In a blog article I posted back on May 1, I rehashed John Oliver’s tirade on apparel industry supply chain practices. In a segment of his satirical HBO news commentary show “Last Week Tonight” that aired in May, he made a scathing indictment of the supply chain practices of the likes of H&M, Walmart, Nike, and the Gap. He essentially accused these brands of being negligent, or at best claiming to be clueless, about the exploitive and unsafe working conditions in places like India’s garment factories. I just came across a very interesting alternative view on this topic in a brief article in the July/August edition of Yale Alumni Magazine entitled “Sweatshops Opening the Door to Change” (Carole Bass, Yale College ’83; Yale Law ’97).
The article interviews Mushfiq Mobarak, an economist at the Yale School of Management, who argues that the explosive growth of India’s garment industry benefits girls and young women, who hold most of the sector’s 4 million jobs. The availability of factory jobs, he claims, is a significant reason why girls are staying in school longer and delaying marriage and childbirth.

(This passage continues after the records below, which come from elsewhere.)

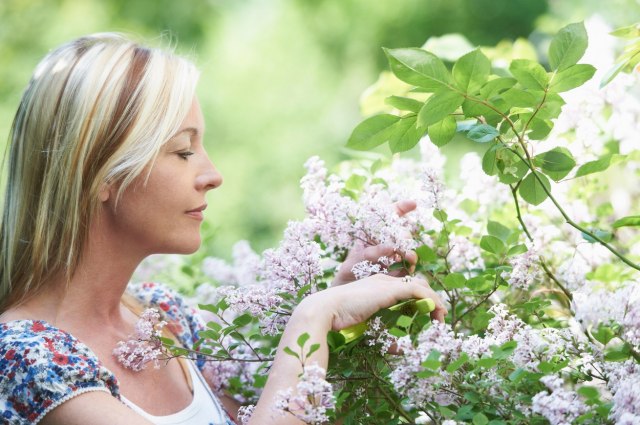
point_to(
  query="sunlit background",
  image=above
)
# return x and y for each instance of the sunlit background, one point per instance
(281, 78)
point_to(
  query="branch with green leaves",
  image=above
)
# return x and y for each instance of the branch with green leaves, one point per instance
(507, 109)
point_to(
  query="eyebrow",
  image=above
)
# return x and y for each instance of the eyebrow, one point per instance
(192, 130)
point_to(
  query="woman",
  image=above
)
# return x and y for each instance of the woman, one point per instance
(106, 167)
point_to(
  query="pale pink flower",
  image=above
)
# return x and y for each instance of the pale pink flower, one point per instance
(145, 346)
(312, 399)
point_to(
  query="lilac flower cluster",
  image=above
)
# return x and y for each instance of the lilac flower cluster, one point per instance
(559, 405)
(312, 398)
(145, 345)
(526, 269)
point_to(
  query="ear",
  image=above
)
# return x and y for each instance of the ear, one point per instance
(105, 192)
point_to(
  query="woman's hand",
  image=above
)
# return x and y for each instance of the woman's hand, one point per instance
(356, 302)
(373, 253)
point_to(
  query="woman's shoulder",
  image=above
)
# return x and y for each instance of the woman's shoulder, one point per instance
(43, 366)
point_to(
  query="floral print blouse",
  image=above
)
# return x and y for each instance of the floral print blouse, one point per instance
(41, 366)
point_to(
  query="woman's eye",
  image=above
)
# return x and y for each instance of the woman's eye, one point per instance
(185, 154)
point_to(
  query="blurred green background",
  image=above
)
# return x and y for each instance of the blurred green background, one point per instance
(281, 78)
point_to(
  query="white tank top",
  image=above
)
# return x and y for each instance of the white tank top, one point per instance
(204, 409)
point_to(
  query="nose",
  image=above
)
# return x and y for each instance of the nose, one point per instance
(209, 178)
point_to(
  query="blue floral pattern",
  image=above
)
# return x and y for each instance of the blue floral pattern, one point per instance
(42, 366)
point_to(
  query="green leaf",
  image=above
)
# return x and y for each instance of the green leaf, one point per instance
(630, 31)
(486, 363)
(618, 353)
(588, 392)
(631, 220)
(302, 339)
(433, 360)
(471, 71)
(209, 307)
(540, 129)
(598, 165)
(439, 106)
(532, 190)
(572, 77)
(517, 250)
(442, 132)
(603, 235)
(372, 132)
(498, 230)
(457, 364)
(551, 108)
(489, 163)
(512, 169)
(568, 46)
(556, 163)
(404, 321)
(426, 254)
(492, 244)
(530, 74)
(404, 135)
(522, 98)
(603, 334)
(480, 419)
(419, 67)
(335, 339)
(482, 133)
(355, 182)
(454, 281)
(243, 320)
(313, 349)
(404, 103)
(440, 215)
(496, 86)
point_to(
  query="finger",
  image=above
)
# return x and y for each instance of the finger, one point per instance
(405, 206)
(411, 257)
(373, 253)
(440, 312)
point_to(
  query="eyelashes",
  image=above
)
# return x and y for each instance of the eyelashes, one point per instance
(185, 154)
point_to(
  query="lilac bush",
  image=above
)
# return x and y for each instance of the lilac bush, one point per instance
(534, 251)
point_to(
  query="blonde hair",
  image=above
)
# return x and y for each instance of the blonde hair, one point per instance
(96, 111)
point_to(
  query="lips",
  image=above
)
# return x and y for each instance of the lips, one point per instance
(196, 213)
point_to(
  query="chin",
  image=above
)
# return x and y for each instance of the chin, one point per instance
(185, 248)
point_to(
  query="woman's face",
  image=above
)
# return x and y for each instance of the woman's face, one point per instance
(164, 214)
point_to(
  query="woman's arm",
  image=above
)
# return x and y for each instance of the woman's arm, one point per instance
(96, 408)
(333, 309)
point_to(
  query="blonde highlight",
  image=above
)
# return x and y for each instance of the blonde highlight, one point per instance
(96, 111)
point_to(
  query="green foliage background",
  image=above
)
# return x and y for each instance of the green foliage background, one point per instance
(281, 78)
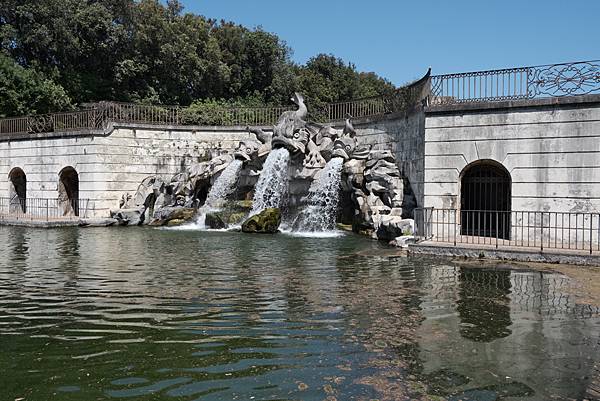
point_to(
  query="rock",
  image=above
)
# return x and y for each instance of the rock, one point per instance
(354, 166)
(166, 214)
(163, 200)
(129, 217)
(98, 222)
(404, 241)
(236, 218)
(213, 220)
(391, 227)
(266, 222)
(382, 155)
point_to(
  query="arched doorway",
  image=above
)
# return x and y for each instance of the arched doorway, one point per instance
(485, 200)
(68, 192)
(17, 191)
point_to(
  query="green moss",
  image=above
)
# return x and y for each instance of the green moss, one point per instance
(266, 222)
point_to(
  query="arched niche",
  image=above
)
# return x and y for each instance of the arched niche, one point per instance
(17, 191)
(68, 192)
(485, 200)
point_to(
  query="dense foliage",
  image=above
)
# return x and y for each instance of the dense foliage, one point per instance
(56, 54)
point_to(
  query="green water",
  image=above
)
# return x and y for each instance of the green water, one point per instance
(148, 314)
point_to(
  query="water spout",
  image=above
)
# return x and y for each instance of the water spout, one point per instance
(272, 185)
(322, 200)
(223, 186)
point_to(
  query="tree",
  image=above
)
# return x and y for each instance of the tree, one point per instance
(25, 91)
(149, 52)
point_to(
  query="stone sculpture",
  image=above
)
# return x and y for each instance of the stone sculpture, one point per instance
(371, 178)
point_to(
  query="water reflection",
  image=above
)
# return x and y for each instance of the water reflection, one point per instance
(150, 314)
(483, 304)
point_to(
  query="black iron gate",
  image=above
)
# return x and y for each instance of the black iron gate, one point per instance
(486, 201)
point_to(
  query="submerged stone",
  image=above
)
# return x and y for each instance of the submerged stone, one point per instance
(166, 214)
(128, 217)
(266, 222)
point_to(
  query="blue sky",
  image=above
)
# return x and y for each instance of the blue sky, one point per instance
(399, 40)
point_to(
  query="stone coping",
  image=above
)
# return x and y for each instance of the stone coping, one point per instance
(481, 106)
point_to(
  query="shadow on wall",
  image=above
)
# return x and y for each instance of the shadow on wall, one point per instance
(68, 192)
(17, 191)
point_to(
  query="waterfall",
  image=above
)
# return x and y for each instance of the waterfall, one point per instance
(224, 185)
(322, 200)
(272, 184)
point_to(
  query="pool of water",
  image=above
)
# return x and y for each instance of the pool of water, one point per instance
(150, 314)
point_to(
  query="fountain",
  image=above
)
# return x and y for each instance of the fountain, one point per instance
(322, 200)
(273, 182)
(224, 185)
(297, 163)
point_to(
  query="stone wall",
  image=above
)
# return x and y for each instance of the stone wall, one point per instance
(550, 147)
(113, 163)
(403, 134)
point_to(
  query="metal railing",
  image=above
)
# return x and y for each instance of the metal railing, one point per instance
(98, 115)
(552, 80)
(576, 231)
(44, 209)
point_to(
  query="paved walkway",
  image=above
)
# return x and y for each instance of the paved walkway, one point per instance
(522, 254)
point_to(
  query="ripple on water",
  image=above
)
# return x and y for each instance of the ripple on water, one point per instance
(159, 314)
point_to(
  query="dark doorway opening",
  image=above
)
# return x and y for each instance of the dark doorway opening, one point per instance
(68, 192)
(17, 191)
(486, 200)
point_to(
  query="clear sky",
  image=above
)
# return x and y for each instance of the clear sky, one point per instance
(399, 40)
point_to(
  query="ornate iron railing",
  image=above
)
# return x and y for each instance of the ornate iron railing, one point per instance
(545, 231)
(98, 115)
(553, 80)
(44, 209)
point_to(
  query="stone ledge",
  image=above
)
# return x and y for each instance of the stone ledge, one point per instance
(544, 103)
(514, 254)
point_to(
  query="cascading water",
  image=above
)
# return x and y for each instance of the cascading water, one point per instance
(272, 184)
(221, 189)
(322, 200)
(224, 185)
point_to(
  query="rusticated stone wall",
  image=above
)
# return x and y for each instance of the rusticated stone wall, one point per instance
(113, 163)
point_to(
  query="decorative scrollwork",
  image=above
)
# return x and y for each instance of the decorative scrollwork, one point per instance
(40, 124)
(560, 80)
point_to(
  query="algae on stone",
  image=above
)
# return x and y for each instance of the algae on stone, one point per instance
(266, 222)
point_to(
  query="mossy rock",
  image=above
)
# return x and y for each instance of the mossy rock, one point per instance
(266, 222)
(244, 205)
(166, 214)
(237, 218)
(215, 221)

At the same time, fatal factory fires and building collapse have killed over 1,000 workers in recent years, prompting calls for boycotts until conditions improve. Mobarak and Rachel Heath (Yale PND) postulate in a piece they co-authored for the Journal of Development Economics that boycotts are the wrong answer because factories have created the first job opportunities for Bangladeshi women. By comparing pre- and post-factory data in villages close to new factories and in more remote towns, the economists estimated the influence of the new jobs on choices about marriage and age at the birth of their first child.
Older girls might leave school to work in a factory. But, because employees who are literate and numerate draw higher paychecks, younger girls are staying in school longer, they found. “For the first time, it becomes worthwhile to invest in girls’ education,” Mubarak says.
Are the authors making a case for sweatshops, Bass asks? “It’s a case against the knee-jerk reaction that we need to stop importing from Bangladesh,” Mubarak responds. “The right policy response is not to ban imports, but to invest in factory safety.”
Indeed, according to the most recent Resilinc EventWatch™ Annual Report, factory fire was the number one cause of supply disruption events worldwide in 2014. An investment in corporate social responsibility programs and the monitoring of sub-tier factory safety and working conditions may be one of the best ways to manage both hidden supply disruption and continuity risk, as well brand risk. The first step in this approach is investing in supply chain event monitoring and supply chain visibility tools.